High Court in Lilongwe has dismissed an appeal by Rwandan national Vincent Murekezi of his conviction of corruption case and effectively ordered him to serve four years imprisonment effective February 2017.
Lilongwe Principal Resident Magistrate's Court found him guilty of corruption last March for evading K2.2 million duty with his company, Sofamu Limited in 2007
He was jailed for corruptly paying a customs clearing agent (Komani Nyasulu who served his sentence) K300 000 to facilitate evasion of import duty amounting to K2.2 million for a consignment of beer imported from Holland through Mozambique.
High Court judge Chifundo Kachale dismissed Murekezi on appeal, saying his "suggestion that the K200 000 was a legitimate payment to be untrue."
Kachale said in the ruling: "If a duty assessed on one container alone was K550 000, how could the appellant [who confided to have done similar importations before] expect that a combined payment of K200 000 plus K500 000 plus K156 00 [K856 000] could settle entire duty payable on the two containers."
The judge said the lower court did not may any material error in law in convicting Murekezi and the sentence is confirmed, saying the "perniciousness of corruption in undermining the lawful public governance mechanism cannot be overstated."
Meanwhile, Murekezi is also fighting extradition after fleeing his country before his conviction of genocide charges.

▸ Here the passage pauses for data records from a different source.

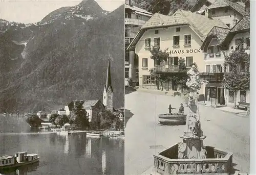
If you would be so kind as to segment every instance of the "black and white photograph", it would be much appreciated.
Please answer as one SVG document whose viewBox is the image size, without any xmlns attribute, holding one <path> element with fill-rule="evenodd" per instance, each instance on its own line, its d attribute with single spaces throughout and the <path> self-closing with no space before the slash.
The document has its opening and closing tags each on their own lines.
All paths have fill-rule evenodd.
<svg viewBox="0 0 256 175">
<path fill-rule="evenodd" d="M 124 2 L 0 1 L 0 174 L 124 173 Z"/>
<path fill-rule="evenodd" d="M 125 1 L 125 174 L 249 174 L 249 9 Z"/>
</svg>

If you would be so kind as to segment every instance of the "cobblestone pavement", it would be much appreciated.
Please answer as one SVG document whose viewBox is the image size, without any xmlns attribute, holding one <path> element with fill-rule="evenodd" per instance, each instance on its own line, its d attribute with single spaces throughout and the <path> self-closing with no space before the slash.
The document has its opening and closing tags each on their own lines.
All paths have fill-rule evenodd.
<svg viewBox="0 0 256 175">
<path fill-rule="evenodd" d="M 157 115 L 167 113 L 169 104 L 178 109 L 183 102 L 179 96 L 134 92 L 125 96 L 125 109 L 133 114 L 125 129 L 125 174 L 140 174 L 153 165 L 153 154 L 182 142 L 185 126 L 158 124 Z M 185 106 L 185 105 L 184 105 Z M 185 107 L 184 113 L 188 113 Z M 210 145 L 233 153 L 234 167 L 249 172 L 249 118 L 241 117 L 214 108 L 199 106 L 202 129 Z"/>
</svg>

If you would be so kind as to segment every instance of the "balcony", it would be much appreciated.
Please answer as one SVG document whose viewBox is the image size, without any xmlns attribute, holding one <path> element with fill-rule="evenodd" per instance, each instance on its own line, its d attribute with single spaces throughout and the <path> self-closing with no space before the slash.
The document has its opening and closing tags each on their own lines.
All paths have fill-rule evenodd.
<svg viewBox="0 0 256 175">
<path fill-rule="evenodd" d="M 206 80 L 210 83 L 220 83 L 223 80 L 224 72 L 202 72 L 199 74 L 199 78 L 200 79 Z"/>
<path fill-rule="evenodd" d="M 125 25 L 134 25 L 134 26 L 142 26 L 145 24 L 145 23 L 146 23 L 146 21 L 143 20 L 131 19 L 131 18 L 124 19 Z"/>
<path fill-rule="evenodd" d="M 133 40 L 133 38 L 125 37 L 125 44 L 130 44 Z"/>
<path fill-rule="evenodd" d="M 179 65 L 161 65 L 156 66 L 156 72 L 178 72 L 179 70 Z"/>
</svg>

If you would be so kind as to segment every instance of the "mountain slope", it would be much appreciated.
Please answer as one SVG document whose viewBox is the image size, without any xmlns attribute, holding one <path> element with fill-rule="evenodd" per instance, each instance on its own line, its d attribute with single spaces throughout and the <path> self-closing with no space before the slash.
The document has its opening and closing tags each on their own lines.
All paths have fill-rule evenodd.
<svg viewBox="0 0 256 175">
<path fill-rule="evenodd" d="M 0 112 L 35 112 L 76 98 L 101 99 L 109 58 L 114 105 L 123 106 L 124 6 L 106 15 L 93 0 L 58 10 L 36 24 L 25 58 L 0 85 Z"/>
</svg>

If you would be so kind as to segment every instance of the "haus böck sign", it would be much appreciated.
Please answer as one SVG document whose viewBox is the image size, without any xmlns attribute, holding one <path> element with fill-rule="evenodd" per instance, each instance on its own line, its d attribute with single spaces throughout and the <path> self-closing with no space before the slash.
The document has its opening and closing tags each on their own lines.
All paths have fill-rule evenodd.
<svg viewBox="0 0 256 175">
<path fill-rule="evenodd" d="M 187 49 L 185 50 L 174 50 L 170 51 L 170 54 L 193 54 L 193 53 L 201 53 L 200 49 Z"/>
</svg>

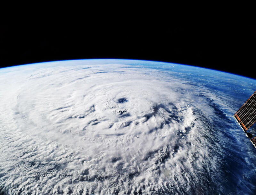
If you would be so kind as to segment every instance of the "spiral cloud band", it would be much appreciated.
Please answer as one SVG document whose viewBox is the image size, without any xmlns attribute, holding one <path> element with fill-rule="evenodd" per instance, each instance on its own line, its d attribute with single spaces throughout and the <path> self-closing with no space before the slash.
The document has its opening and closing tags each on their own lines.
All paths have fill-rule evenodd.
<svg viewBox="0 0 256 195">
<path fill-rule="evenodd" d="M 250 146 L 238 149 L 244 137 L 235 138 L 237 77 L 117 60 L 0 69 L 0 192 L 252 193 L 253 182 L 245 189 L 234 181 L 251 179 L 256 167 Z M 243 78 L 251 93 L 255 81 Z M 252 172 L 234 175 L 236 158 Z"/>
</svg>

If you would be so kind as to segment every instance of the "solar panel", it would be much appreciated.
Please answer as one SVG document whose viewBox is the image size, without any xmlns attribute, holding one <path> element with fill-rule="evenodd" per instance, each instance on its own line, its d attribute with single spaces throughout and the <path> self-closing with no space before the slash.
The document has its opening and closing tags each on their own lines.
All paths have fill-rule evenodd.
<svg viewBox="0 0 256 195">
<path fill-rule="evenodd" d="M 244 132 L 256 122 L 256 91 L 234 115 Z"/>
</svg>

Murekezi has taken his battle for freedom to the Malawi Supreme Court of Appeal following a High Court of Malawi dismissal of an application by the State to discharge his request for a judicial review in a case where government wants to send him back to his country.
The Rwandan is wanted in his native land to serve jail sentence for the role he played in the bloody 1994 genocide for which he was tried in absentia and sentenced to life imprisonment. He fled to Malawi in 2003.
An application to have Murekezi extradited was initially dismissed by the Lilongwe Senior Resident Magistrate's Court before the State revived the matter after Malawi and Rwanda signed an extradition treaty that meant that the runaway Rwandan could be sent back to Rwanda.
Stephen Kayuni, senior assistant chief State advocate in the Ministry of Justice and Constitutional Affairs, said the matter was heading to the Supreme Court to appeal against the High Court's determination in refusing to discharge leave.